CloudServices/Sync/FxSync/Syncorro
< CloudServices | Sync | FxSync
Socorro + Sync = Syncorro \o/
Goals
- Gather statistics on errors (to help with prioritization)
- Be able to correlate errors with maintenance windows, user profiles, etc.
- Simplify error reporting for users who file bugs or SUMO articles
- Detect the "long tail" of problems that are never filed
Features
- Each submitted report should be represented by a URL or at least an opaque token (e.g. UUID)
- Ability to query according to application, Sync, and error specific metadata
- Fulltext search over submitted log data
- Ability to return instructions to client upon report submission (e.g. throttling, recovery, support messages for the user, etc.)
Client UX
Submitting an error report
- When there's a Sync error, the usual error bar is shown (except we're not showing the dreadful Unknown Error message):
------------------------------------------------------------------------ | We're sorry, Sync encountered an error [Details /\] (X)| ------------------------------------------------------------------------
- Clicking on the Details button slides out the Details drawer with a high-level explanation of the details of the error:
------------------------------------------------------------------------ | We're sorry, Sync encountered an error [Details \/] (X)| ------------------------------------------------------------------------ | There was a problem saving the "bla bla bla" bookmark to your | | computer. Other data is not affected. | | | | To help us improve Sync and prevent errors like this in the future, | | please submit this report. Your personal data will not be submitted. | | | | [ ] Automatically submit reports in the future. | | | | [Submit report] | ------------------------------------------------------------------------
- Clicking the X button on the right will dismiss the bar (including the drawer if it's visible).
------------------------------------------------------------------------ | We're sorry, Sync encountered an error [Details \/] (X)| ------------------------------------------------------------------------ | There was a problem saving the "bla bla bla" bookmark to your | | computer. Other data is not affected. | | | | To help us improve Sync and prevent errors like this in the future, | | please submit this report. Your personal data will not be submitted. | | | | [ ] Automatically submit reports in the future. | | | | Submitting report... ( ) | <--- this is a throbber ------------------------------------------------------------------------
- If the Syncorro server finds a suitable support page, the drawer will change to this:
------------------------------------------------------------------------ | We're sorry, Sync encountered an error [Details \/] (X)| ------------------------------------------------------------------------ | Good news!
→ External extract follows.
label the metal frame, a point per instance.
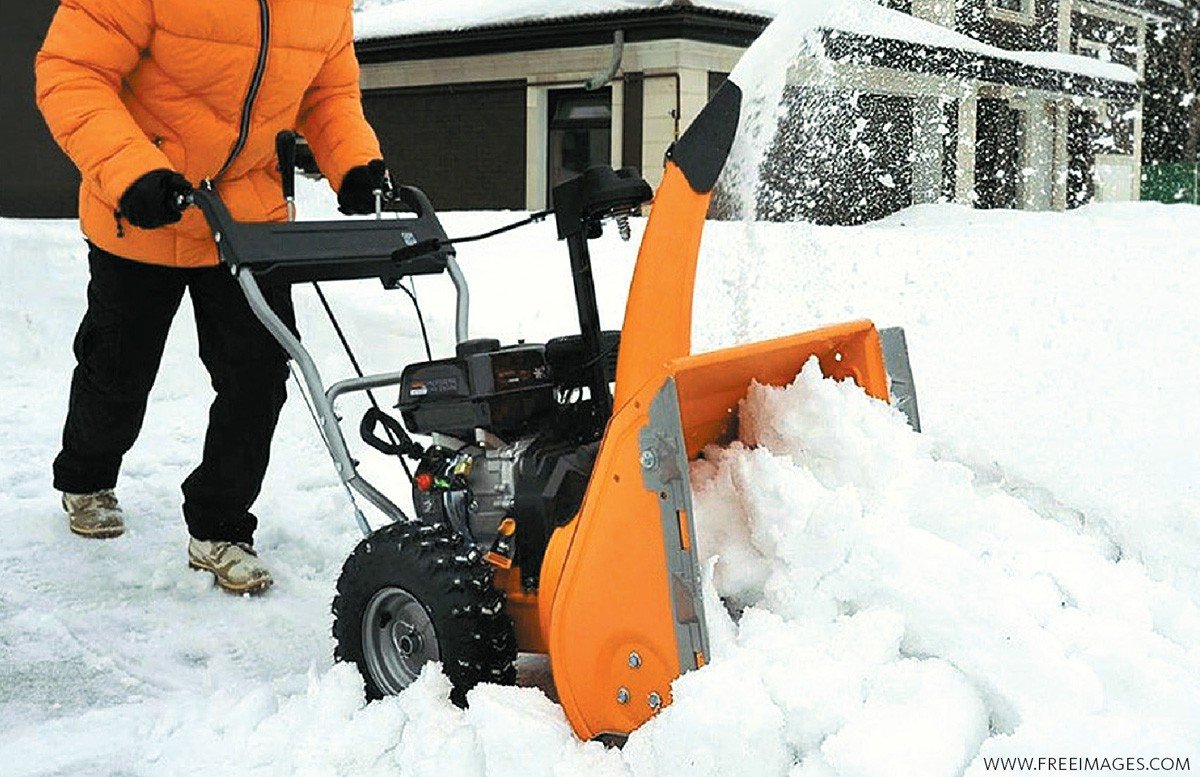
(323, 399)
We analyzed the report and found a possible solution to | | the problem you're seeing. | | | | _View_support_page_ | ------------------------------------------------------------------------
Looking up error reports
- Make about:sync-log look like about:crashes
Client Implementation
Note: This is only a draft that is being fleshed out.
- Using Metric's Elastic Search system (also used for AMO stats and Socorro) at data.mozilla.org
- On error, Sync POSTs a payload to data.mozilla.org:
PUT /XXX HTTP/1.1 Content-Type: application/json
{ id: "{UUID}", app: { product: "{UUID}", version: "8.0a1", buildID: "...", locale: "en_US", addons: ["{UUID}", "{UUID}", "{UUID}", ...] }, sync: { version: "1.10", account: "eisklclxuauemrjghidis", cluster: "https://phx-sync091.services.mozilla.com/", engines: ["bookmarks", "history", ...], numClients: 2, mobileClients: true }, error: { engine: "bookmarks", result: 489294595, // the error constant if applicable }, log: "..." }
- Under normal conditions, the server returns HTTP 200 OK with optional hints for the client concerning throttling and help for the user:
HTTP/1.1 200 OK Content-Type: application/json
{ throttle: 10, // only submit every 10th error infoURL: "http://support.mozilla.com/..." }
- Server can also return other status codes to indicate that the data wasn't accepted.
- 500 Server Error
- XXX throttled, try again later
- XXX invalid data
Dashboard implementation
XXX TODO
Questions
- Should this be
- always on and not configurable, or
- ask after every error (with the option to remember the user's choice for future incidents),
- off by default and opt in, or
- on by default and opt out?
- Will this service require ToS changes?
- What do we do with custom server users?
- What do we do when user has Trace logging enabled?